The W5500 I have with me isn't functioning, so I cannot test against a W5500 until I get home in late May. The fact that both you and @FoamyGuy experience problems after a soft reset on a W5500 makes me think that the issue lies in the chip initialisation for the W5500. I made a best guess edit on the PR that I have pending, but it made things worse.

If you are using the Adafruit Ethernet Feather, the W5500 hardware reset pin is broken out, and is supported in the library:

:param digitalio.DigitalInOut reset: Optional reset pin, defaults to None.

This may solve your problem, if it does, please let me know.

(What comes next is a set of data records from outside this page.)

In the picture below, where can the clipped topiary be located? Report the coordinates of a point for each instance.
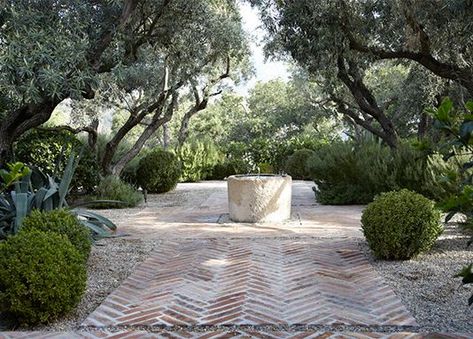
(296, 164)
(159, 171)
(62, 222)
(400, 225)
(42, 276)
(113, 188)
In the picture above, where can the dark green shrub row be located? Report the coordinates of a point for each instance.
(400, 225)
(347, 173)
(264, 156)
(113, 188)
(159, 171)
(296, 164)
(42, 268)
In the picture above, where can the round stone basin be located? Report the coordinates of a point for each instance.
(259, 198)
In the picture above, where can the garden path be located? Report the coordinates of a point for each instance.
(211, 278)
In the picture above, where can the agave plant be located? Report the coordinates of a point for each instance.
(35, 190)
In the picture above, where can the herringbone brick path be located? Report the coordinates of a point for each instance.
(226, 334)
(253, 282)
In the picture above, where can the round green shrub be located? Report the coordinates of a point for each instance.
(296, 164)
(159, 171)
(42, 276)
(400, 225)
(62, 222)
(112, 188)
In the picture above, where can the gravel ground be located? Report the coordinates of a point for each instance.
(111, 261)
(426, 284)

dgnuff commented 1 year ago

I can certainly adjust my code.py to specify the reset pin and see if that makes the problem go away. Even so, I have a software fix available that I'd like to consider submitting, since it will help people who are using W5500 chips that don't have the reset wired up.

BiffoBear commented 1 year ago

I can certainly adjust my code.py to specify the reset pin and see if that makes the problem go away. Even so, I have a software fix available that I'd like to consider submitting, since it will help people who are using W5500 chips that don't have the reset wired up.

Thanks! I purloined a soldering iron and fixed my w5500, so I'm able to test on it. The problem is solved by soft resetting the w5500 during initialisation. The fix works on my pending DHCP PR and I've opened a PR to fix it in the current main branch.